Many scholars tend to idealise ancient Greeks by judging them by what was best in them (understandably so, since what we have now are remnants of what was best and worst in their culture). But in this case we’d do well to emulate the ancient Greek Olympic spirit. Their games were organised to promote aretê, which may be translated as virtue. That’s why serious poets, such as Pindar, wrote odes for Olympian athletes. It would be akin to a poet laureate writing poems for Michael Phelp or Usain Bolt today. But what’s more surprising is that the ode is not jubilant, but sombre:
He who wins, of a sudden some noble prize
In rich years of youth
Is raised high with hope; his manhood takes wings;
He has in his heart what is better than wealth.

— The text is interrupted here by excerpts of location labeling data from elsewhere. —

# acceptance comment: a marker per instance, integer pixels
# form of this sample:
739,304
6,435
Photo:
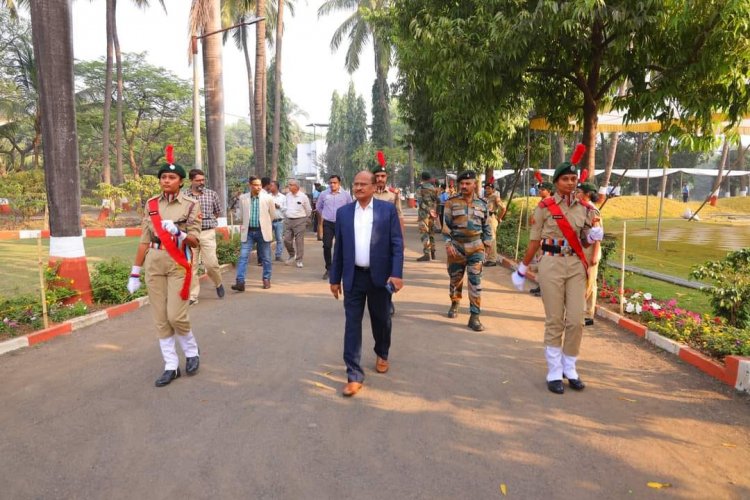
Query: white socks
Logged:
554,358
569,367
189,344
169,353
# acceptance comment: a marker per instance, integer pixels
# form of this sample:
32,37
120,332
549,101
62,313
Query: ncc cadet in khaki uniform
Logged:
427,213
466,230
562,272
588,195
166,255
496,211
391,195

But brief is the season of man’s delight.
Soon it falls to the ground; some dire decision
uproot it.
–Thing of a day! Such is man; a shadow in a dream.
Yet when god-given splendour visits him
A bright radiance plays over him, and how sweet
is life!
–Agina, dear mother, guide this city in the path of liberty.
Pindar was not only an old man when he wrote this, but the Aeginetans, his kindred Dorian people, were menaced by Athens. He’s not only thinking about a mere athletic event here, but urging his kindred towards greater victories for virtue, and towards political, social liberty and religious aspiration. Striving for freedom, with sense to prove their character and better themselves against imperialistic Attica’s best is what drove his kindred. Perhaps, who knows, that’s what goes through the minds of Jamaican, Kenyan, Ethiopian or Zimbabwean athletes as they take to the field.
Pindar’s ode is also a perfect warning for every young person striving for excellence in any field today. Remember death, for a “thing of a day…Such is man; a shadow in a dream”. A psalmist would say: “They are like grass which groweth up. In the morning it flourisheth, and groweth up, in the evening it is cut down, and withereth.”
Hardly 20 years after Pindar’s death, Euripides was writing scathing lines about Olympic victors. They were now, according to Euripides, just “men of brawn and no mind, who receive praise and adulation of a city to which they contribute nothing”. Words like hybris (wanton wickedness) and pleonexia (trying to get more than your share) kept appearing in the writings of his age, far removed from the “wisdom”, “prudence”, “temperateness”, “chastity”, “sobriety” and “modesty” of Pindar’s age. What had happened in such a short time of space?
The short answer is that things had shifted from character building into profiteering. Then all of a sudden things started “missing the mark”. Missing the mark was another term for sin in ancient language. Where does our age measure in all of this?
Teach us to number our days that we may apply our hearts unto wisdom.